Coverage limits worth knowing:

  • USPS is missing. The US Postal Service is an independent agency that contracts through its own systems and doesn’t report through USAspending. We can’t surface what isn’t there.
  • Some agencies file thinly. Defense and Health & Human Services dominate the volume; smaller agencies appear less frequently in the data.
  • Modifications, not original awards. USAspending’s current-month “All” snapshot is technically a delta capturing recent activity; deep historical backfill (pre-FY2020) requires their per-fiscal-year archive files, which we may add in a future pass.

When to use the live API anyway

The mirror handles usa_award_search (the most-called USAspending tool by a wide margin). Other tools in the pack — usa_spending_by_agency, usa_spending_by_category, usa_recipient_profile, usa_spending_trends — still hit the live API. These are lower-volume queries and many of them aggregate across the full historical dataset that the monthly snapshot doesn’t cover.
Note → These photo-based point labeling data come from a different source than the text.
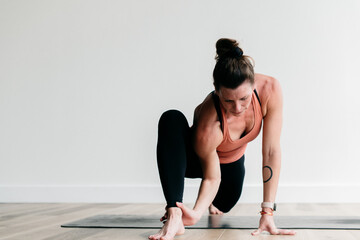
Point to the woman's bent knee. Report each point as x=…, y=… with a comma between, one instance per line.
x=172, y=118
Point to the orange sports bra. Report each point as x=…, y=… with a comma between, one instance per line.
x=229, y=151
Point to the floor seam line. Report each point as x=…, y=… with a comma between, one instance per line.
x=221, y=234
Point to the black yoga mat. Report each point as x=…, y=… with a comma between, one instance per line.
x=216, y=221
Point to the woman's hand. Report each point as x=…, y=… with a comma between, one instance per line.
x=267, y=224
x=190, y=216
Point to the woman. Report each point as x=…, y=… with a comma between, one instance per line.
x=213, y=148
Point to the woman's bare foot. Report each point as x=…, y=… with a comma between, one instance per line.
x=214, y=210
x=173, y=226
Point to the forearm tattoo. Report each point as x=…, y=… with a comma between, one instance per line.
x=270, y=173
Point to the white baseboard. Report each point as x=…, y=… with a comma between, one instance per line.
x=153, y=193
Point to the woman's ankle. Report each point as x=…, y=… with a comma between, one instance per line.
x=174, y=211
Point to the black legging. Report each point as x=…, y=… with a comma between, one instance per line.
x=177, y=160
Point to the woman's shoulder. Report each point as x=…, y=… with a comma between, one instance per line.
x=266, y=86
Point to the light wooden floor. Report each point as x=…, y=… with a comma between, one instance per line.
x=40, y=221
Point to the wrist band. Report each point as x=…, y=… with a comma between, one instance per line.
x=266, y=213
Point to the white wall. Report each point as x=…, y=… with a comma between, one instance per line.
x=83, y=83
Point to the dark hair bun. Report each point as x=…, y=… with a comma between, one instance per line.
x=226, y=47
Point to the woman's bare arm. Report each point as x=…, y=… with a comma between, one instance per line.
x=271, y=150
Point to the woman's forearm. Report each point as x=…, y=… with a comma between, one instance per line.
x=271, y=174
x=207, y=192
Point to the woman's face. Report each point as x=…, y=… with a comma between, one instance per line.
x=236, y=101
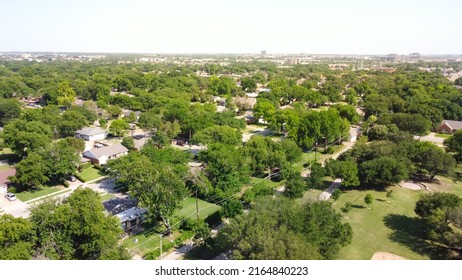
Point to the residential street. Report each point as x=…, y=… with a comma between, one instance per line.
x=18, y=208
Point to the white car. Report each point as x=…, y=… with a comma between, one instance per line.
x=10, y=196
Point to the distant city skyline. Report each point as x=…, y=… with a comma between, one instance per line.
x=232, y=27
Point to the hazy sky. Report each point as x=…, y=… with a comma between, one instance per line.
x=233, y=26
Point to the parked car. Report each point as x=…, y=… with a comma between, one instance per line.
x=10, y=196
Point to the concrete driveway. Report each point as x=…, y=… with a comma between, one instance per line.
x=18, y=208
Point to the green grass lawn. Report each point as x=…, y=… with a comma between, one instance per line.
x=389, y=224
x=188, y=208
x=28, y=195
x=256, y=180
x=148, y=240
x=305, y=159
x=4, y=167
x=442, y=135
x=90, y=173
x=310, y=195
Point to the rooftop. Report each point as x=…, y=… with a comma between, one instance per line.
x=5, y=174
x=105, y=151
x=131, y=214
x=91, y=131
x=456, y=125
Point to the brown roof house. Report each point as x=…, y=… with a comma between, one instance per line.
x=4, y=181
x=448, y=126
x=103, y=154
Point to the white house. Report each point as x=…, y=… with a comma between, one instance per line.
x=103, y=154
x=91, y=133
x=4, y=181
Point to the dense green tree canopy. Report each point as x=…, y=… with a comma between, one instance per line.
x=76, y=228
x=280, y=229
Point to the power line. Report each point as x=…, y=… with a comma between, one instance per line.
x=184, y=219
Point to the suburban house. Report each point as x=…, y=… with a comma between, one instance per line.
x=103, y=154
x=449, y=126
x=4, y=181
x=139, y=143
x=131, y=218
x=91, y=133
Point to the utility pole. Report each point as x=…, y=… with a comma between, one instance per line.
x=160, y=240
x=197, y=207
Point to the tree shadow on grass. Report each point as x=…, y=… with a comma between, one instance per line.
x=410, y=231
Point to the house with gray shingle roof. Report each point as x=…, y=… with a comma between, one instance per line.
x=103, y=154
x=449, y=126
x=91, y=133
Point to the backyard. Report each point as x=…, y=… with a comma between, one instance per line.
x=149, y=240
x=31, y=194
x=90, y=173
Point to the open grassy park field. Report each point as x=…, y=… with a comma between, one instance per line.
x=389, y=224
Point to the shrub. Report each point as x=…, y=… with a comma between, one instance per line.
x=390, y=193
x=347, y=207
x=12, y=189
x=336, y=194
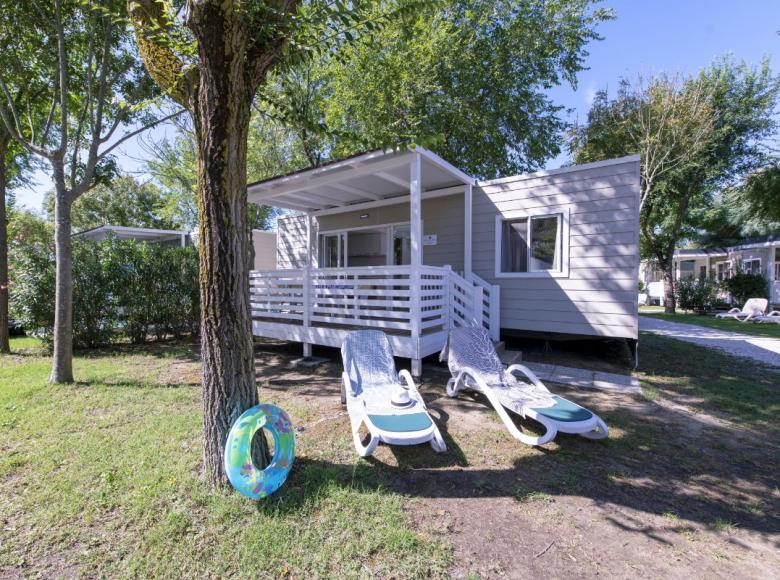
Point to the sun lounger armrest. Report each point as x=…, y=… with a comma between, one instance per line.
x=528, y=373
x=347, y=382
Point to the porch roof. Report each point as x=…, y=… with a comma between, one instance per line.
x=130, y=233
x=368, y=177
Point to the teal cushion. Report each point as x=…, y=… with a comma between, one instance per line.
x=402, y=423
x=565, y=411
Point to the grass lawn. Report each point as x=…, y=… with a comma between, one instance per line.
x=769, y=330
x=101, y=478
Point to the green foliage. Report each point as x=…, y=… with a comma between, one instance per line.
x=742, y=286
x=697, y=294
x=119, y=287
x=466, y=79
x=124, y=201
x=173, y=164
x=697, y=136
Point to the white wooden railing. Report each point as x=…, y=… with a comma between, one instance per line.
x=386, y=297
x=490, y=307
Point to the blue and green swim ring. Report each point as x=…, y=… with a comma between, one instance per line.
x=241, y=471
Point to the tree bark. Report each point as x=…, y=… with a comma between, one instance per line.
x=62, y=359
x=5, y=346
x=669, y=301
x=221, y=113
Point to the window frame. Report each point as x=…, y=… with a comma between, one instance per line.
x=562, y=243
x=388, y=228
x=751, y=260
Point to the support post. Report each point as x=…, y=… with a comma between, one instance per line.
x=415, y=279
x=415, y=194
x=307, y=286
x=467, y=213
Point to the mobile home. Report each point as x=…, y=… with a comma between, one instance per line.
x=406, y=242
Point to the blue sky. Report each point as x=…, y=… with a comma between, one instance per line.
x=648, y=36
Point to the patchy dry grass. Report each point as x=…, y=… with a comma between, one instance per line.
x=769, y=330
x=101, y=479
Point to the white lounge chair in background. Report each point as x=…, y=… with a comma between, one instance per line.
x=752, y=308
x=392, y=411
x=474, y=364
x=773, y=316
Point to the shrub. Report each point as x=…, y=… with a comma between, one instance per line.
x=697, y=294
x=119, y=287
x=743, y=286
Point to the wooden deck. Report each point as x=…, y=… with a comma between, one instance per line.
x=415, y=307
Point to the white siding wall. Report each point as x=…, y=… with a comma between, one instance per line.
x=599, y=296
x=291, y=242
x=265, y=249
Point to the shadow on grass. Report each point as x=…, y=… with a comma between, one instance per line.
x=735, y=389
x=668, y=462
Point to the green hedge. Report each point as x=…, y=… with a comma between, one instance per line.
x=120, y=288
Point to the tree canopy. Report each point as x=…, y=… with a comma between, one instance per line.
x=699, y=137
x=123, y=202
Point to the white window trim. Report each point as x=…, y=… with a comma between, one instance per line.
x=742, y=265
x=388, y=228
x=563, y=239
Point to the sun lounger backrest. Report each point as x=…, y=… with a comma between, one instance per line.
x=755, y=306
x=368, y=359
x=472, y=348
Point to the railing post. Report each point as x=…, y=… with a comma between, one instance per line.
x=495, y=312
x=448, y=302
x=476, y=305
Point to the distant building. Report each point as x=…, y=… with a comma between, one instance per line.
x=755, y=255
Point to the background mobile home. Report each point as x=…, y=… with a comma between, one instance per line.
x=406, y=242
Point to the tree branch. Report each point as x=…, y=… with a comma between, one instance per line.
x=166, y=68
x=132, y=134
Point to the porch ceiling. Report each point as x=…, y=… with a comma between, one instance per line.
x=369, y=177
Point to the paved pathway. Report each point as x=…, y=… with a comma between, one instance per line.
x=761, y=349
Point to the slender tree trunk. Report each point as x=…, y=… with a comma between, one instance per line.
x=5, y=346
x=221, y=113
x=62, y=360
x=669, y=301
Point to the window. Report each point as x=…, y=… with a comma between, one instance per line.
x=723, y=271
x=531, y=245
x=687, y=269
x=752, y=266
x=402, y=245
x=366, y=246
x=332, y=248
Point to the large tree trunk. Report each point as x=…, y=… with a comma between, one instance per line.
x=221, y=113
x=5, y=346
x=62, y=360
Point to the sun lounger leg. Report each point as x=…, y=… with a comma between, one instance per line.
x=600, y=432
x=364, y=450
x=437, y=443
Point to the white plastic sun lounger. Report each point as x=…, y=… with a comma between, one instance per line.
x=773, y=316
x=368, y=383
x=752, y=308
x=474, y=365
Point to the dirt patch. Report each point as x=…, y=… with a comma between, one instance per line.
x=674, y=492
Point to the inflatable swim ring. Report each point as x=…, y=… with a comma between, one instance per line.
x=241, y=471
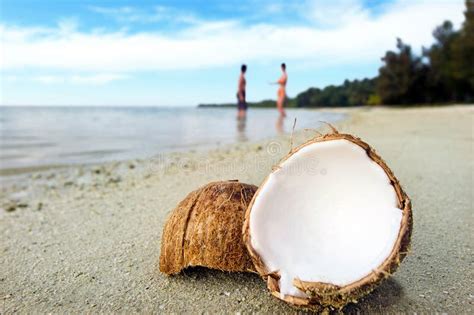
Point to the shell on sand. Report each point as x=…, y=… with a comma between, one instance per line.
x=325, y=294
x=205, y=229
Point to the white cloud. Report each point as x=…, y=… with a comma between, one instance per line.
x=356, y=38
x=91, y=79
x=336, y=13
x=129, y=14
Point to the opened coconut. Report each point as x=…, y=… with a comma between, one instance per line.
x=328, y=224
x=205, y=229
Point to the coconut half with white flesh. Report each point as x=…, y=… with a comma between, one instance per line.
x=329, y=223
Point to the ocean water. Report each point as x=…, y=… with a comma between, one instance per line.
x=38, y=137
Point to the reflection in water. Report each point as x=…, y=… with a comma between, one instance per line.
x=241, y=124
x=279, y=125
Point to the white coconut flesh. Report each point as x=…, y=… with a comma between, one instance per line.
x=327, y=214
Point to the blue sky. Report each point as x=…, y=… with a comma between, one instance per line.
x=178, y=53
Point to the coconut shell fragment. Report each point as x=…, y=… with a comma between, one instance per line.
x=205, y=229
x=261, y=228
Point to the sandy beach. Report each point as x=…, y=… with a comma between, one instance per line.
x=87, y=238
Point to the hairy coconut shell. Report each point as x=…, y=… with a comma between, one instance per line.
x=325, y=294
x=205, y=229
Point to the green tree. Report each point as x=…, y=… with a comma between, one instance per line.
x=402, y=77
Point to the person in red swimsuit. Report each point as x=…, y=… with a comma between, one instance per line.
x=281, y=94
x=241, y=102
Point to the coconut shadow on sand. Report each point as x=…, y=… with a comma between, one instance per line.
x=246, y=287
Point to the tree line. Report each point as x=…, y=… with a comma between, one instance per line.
x=443, y=73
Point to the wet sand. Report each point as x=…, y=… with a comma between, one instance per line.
x=87, y=239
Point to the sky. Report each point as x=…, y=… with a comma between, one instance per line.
x=183, y=53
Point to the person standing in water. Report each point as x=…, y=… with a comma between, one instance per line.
x=241, y=101
x=281, y=94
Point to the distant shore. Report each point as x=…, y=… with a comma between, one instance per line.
x=87, y=238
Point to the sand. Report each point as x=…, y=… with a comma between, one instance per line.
x=87, y=239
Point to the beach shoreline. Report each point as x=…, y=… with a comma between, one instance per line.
x=87, y=238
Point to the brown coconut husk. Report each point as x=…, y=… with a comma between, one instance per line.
x=205, y=229
x=325, y=294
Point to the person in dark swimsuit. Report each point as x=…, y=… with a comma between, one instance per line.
x=241, y=101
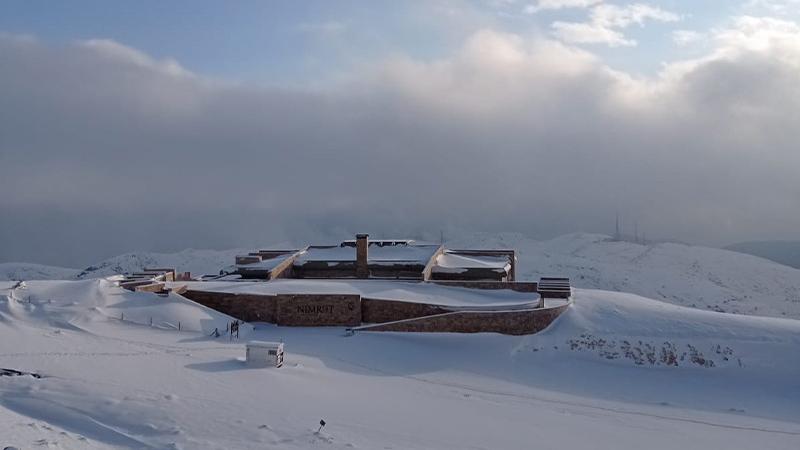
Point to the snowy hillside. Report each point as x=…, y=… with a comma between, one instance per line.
x=700, y=277
x=30, y=271
x=615, y=371
x=199, y=262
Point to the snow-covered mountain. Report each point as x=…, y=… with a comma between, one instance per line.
x=31, y=271
x=198, y=262
x=681, y=274
x=619, y=369
x=695, y=276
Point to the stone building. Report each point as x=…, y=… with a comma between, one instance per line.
x=400, y=259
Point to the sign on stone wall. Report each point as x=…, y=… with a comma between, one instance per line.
x=313, y=310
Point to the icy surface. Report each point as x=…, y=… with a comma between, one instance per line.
x=118, y=384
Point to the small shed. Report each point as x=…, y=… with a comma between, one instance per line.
x=264, y=354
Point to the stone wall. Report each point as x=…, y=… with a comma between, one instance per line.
x=247, y=307
x=505, y=322
x=352, y=311
x=378, y=311
x=313, y=310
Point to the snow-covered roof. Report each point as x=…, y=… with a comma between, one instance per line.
x=419, y=254
x=264, y=344
x=455, y=261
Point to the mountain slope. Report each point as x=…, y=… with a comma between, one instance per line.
x=700, y=277
x=783, y=252
x=113, y=384
x=31, y=271
x=686, y=275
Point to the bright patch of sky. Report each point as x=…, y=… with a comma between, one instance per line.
x=314, y=41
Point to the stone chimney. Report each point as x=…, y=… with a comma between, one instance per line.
x=362, y=250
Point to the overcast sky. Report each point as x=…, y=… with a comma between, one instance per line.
x=166, y=125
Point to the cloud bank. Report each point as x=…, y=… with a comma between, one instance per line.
x=105, y=149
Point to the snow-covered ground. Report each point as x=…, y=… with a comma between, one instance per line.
x=701, y=277
x=615, y=371
x=695, y=276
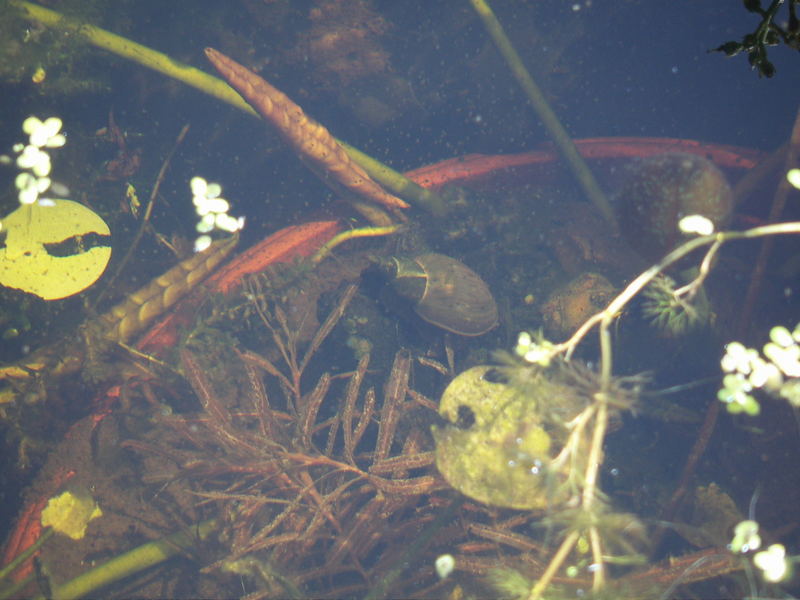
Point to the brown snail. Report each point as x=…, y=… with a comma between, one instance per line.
x=663, y=189
x=444, y=292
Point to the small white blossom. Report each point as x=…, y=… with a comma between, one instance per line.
x=35, y=159
x=697, y=224
x=30, y=187
x=772, y=562
x=201, y=243
x=212, y=210
x=44, y=134
x=737, y=358
x=540, y=353
x=445, y=564
x=793, y=176
x=745, y=537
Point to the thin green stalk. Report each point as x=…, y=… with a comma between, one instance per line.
x=132, y=562
x=23, y=556
x=213, y=86
x=607, y=315
x=548, y=116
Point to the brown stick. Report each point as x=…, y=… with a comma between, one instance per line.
x=312, y=142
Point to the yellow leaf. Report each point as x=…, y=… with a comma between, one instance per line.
x=70, y=513
x=25, y=262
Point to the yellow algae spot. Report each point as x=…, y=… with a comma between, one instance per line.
x=39, y=75
x=70, y=513
x=26, y=262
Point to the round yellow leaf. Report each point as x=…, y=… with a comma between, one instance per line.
x=25, y=262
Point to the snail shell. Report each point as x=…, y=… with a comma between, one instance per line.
x=445, y=292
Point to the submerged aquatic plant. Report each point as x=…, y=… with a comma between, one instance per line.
x=670, y=313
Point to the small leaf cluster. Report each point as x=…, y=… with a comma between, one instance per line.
x=768, y=33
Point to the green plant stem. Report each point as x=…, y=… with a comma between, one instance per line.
x=132, y=562
x=213, y=86
x=414, y=550
x=555, y=564
x=606, y=317
x=23, y=556
x=555, y=129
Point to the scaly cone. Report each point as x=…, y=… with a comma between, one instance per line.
x=315, y=145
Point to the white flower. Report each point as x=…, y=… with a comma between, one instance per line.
x=772, y=562
x=44, y=134
x=35, y=159
x=30, y=187
x=745, y=537
x=212, y=210
x=206, y=224
x=793, y=176
x=201, y=243
x=697, y=224
x=737, y=358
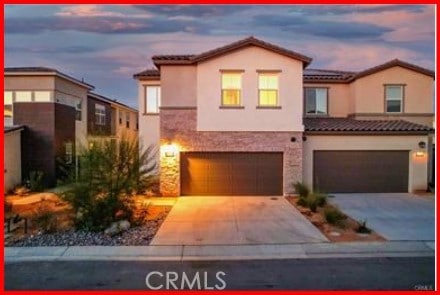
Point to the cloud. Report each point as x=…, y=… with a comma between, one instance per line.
x=321, y=28
x=103, y=25
x=194, y=10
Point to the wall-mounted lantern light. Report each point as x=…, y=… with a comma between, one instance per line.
x=170, y=150
x=420, y=154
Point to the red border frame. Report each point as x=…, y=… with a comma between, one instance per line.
x=205, y=2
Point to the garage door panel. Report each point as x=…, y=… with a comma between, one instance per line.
x=361, y=171
x=231, y=173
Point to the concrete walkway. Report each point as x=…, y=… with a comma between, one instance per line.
x=237, y=220
x=396, y=217
x=224, y=252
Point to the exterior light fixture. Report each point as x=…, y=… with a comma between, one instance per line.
x=420, y=154
x=170, y=150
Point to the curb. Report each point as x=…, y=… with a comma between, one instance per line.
x=221, y=252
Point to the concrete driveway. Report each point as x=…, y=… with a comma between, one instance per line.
x=235, y=221
x=398, y=216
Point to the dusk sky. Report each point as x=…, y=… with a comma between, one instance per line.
x=107, y=44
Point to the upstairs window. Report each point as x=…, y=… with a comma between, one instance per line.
x=68, y=152
x=231, y=89
x=99, y=114
x=152, y=99
x=316, y=101
x=7, y=105
x=127, y=120
x=394, y=98
x=42, y=96
x=78, y=115
x=268, y=89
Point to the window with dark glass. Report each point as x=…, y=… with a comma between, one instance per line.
x=393, y=98
x=316, y=101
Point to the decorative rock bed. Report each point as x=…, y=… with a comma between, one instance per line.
x=135, y=236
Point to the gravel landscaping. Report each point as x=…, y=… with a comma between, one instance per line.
x=135, y=236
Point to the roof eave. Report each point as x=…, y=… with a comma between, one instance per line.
x=348, y=132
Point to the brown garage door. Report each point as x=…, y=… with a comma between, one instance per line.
x=231, y=173
x=361, y=171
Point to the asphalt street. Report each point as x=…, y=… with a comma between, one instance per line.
x=398, y=273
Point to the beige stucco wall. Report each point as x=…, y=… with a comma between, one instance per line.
x=149, y=129
x=369, y=94
x=418, y=166
x=338, y=98
x=179, y=86
x=12, y=160
x=121, y=129
x=250, y=59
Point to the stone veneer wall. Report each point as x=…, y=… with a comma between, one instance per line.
x=179, y=126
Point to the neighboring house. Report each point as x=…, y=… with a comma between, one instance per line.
x=110, y=118
x=12, y=152
x=57, y=113
x=249, y=118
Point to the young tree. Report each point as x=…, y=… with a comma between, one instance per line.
x=111, y=172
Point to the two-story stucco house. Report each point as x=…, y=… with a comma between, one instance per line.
x=250, y=118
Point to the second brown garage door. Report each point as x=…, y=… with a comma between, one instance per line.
x=231, y=173
x=361, y=171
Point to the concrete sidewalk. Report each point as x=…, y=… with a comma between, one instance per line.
x=222, y=252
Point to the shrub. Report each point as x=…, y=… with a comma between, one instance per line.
x=321, y=199
x=301, y=189
x=334, y=216
x=36, y=181
x=362, y=228
x=44, y=218
x=21, y=190
x=111, y=173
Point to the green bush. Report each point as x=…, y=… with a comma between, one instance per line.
x=334, y=216
x=313, y=201
x=45, y=219
x=301, y=189
x=36, y=181
x=362, y=228
x=111, y=173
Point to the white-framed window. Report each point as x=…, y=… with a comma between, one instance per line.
x=99, y=114
x=42, y=96
x=268, y=89
x=231, y=89
x=23, y=96
x=394, y=98
x=152, y=99
x=68, y=152
x=78, y=108
x=316, y=101
x=7, y=102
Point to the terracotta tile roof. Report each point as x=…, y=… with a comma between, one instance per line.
x=321, y=75
x=250, y=41
x=149, y=74
x=394, y=63
x=354, y=125
x=29, y=69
If you hit a timeout there, the pack returns a structured error in under 8 seconds (no more 30-second hangs) and your agent can degrade gracefully.

The broader pattern

usaspending is the first of what will probably be several “data source where the live API is unreliable but the data itself is gold” mirrors. SEC EDGAR’s 8-K filings got similar treatment in the sec-events pack — they’re already in EDGAR’s Atom feed but we pre-classify by severity at ingest time so agents skip the procedural noise. The pattern: own the data infrastructure where the upstream is flaky, and surface the result through clean MCP tools so the agent doesn’t see any of it.